Однако и в основном, неотвратимое проникновение Достоевского в глубину итальянской культуры следует приписать интеллектуалам и писателям, далеким от фашисткой идеологии, или ее активным оппонентам (таким, к примеру, как Пьеро Гобетти, Леоне [Лев] Гинцбург, Альберто Моравиа). Профашисткие же интеллектуалы стремились объявлять самодостаточность «италийского духа», отрицая потребность в любом взаимоотношении с «чужими» культурами, тем более с «чумовой» культурой большевистской России. Характерны в этом отношении демонстративные высказывания тогда воинствующего писателя-фашиста Курцио Малапарте, такими словами охарактеризовавшего Достоевского: «одержимый эпилептик, я его не знаю» (а Толстого – «старик, который решил умереть в третьеклассном зале ожидания на маленькой станции России»). Малапарте считал вообще, что «нельзя читать не-латинских писателей», что это «бесполезно и вредно» [LAGARDE. P. 84–85]. В те времена он на самом деле уже очень хорошо знал Россию и ценил русскую литературу, но придерживался куражного и провокационного подхода «революционных» фашистов, унаследованного от «правых авангардов», в первую очередь от итальянского футуризма.[3]

В тридцатые годы все-таки встречались в Италии попытки «фашистизации» Достоевского,[4] но фигура русского писателя оказывалась, по всей видимости, слишком глубокой, сложной и потенциально «опасной», чтобы она была канонизирована на культурном поприще тоталитарной Италии.[5] Об этом пишет Серджия Адамо, тщательно изучившая восприятие Достоевского в итальянских журналах того времени:

Фашистское государство <в 30-е годы> нуждалось в органической культуре, способной принимать в любом виде общеполитический облик <…>, способной выражать единое и всеохватывающее фашистское мировоззрение <…>. Непременное приближение к Достоевскому происходило на основе такого предопределенного контекста, при предварительном понижении степени той проблематичности, которая стала постепенно проявляться в течение 20-х годов. Оно основывалось на систематическом вытеснении самых проблематичных интерпретаций ХХ века <…> итак почти полностью застыло внимание периодических изданий к русскому писателю <…>. Операция нейтрализации в отношении Достоевского была особенно тонкой – русского писателя заставили воплотить основные позывы фашистской пропаганды и одновременно его отстранили как от предварительных средств создания консенсуса, так и от наиболее оживленных культурных веяний <…>. На этих основах, Достоевского наделили одновременно функцией сторонника бюрократизированной государственной религиозности, нацеленной на империалистское первенство, и разоблачителя истинной природы большевизма.
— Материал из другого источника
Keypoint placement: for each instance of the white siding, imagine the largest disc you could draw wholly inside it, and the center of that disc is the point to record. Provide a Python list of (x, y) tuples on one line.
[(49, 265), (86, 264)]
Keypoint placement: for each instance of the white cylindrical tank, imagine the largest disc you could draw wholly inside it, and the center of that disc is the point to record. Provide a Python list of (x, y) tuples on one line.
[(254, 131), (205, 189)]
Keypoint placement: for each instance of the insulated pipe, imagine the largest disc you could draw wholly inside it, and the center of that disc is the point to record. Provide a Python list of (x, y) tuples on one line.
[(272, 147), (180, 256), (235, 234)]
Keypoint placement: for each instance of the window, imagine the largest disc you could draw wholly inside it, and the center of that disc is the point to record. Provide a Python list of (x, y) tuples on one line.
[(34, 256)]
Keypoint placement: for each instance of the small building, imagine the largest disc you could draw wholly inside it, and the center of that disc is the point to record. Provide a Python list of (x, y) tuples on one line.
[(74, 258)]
Концепция Достоевского о русско-православном примате могла становиться моделью для империалистической миссии фашизма [ADAMO. P. 193–195].

Сближение режима Муссолини с гитлеровской Германией во второй половине тридцатых годов привело к заимствованию многих поведенческих черт общественно-политического характера у мощного союзника. Это привело к обострению этно-национальной коннотации итальянского национализма и так наз. «империализма с цивилизационной целью». Речь идет в первую очередь о возникновении и быстром распространении еврейской темы, до того момента почти отсутствующей в итальянских общественных дебатах. Неслучайной является, в сентябре 1938 г., в соответствии с появлением в Италии антиеврейских «законов о расе», публикация анонимной статьи под громким заглавием «Русская (еврейская) революция и пророчество Достоевского». Она появилась в венецианской газете «Gazzetta di Venezia» и ссылалась на авторитет Достоевского, настаивая на пагубную роль евреев в мировой экономике [GAZZETTA]. До того момента лишь один раз антисемитские высказывания Достоевского прозвучали в итальянской прессе: в фашистском культовом журнале «Il Selvaggio» («Дикарь»), опубликовавший в 1927 году перевод отрывка из статьи «Дневника Писателя» («Status in statu») [SELVAGGIO].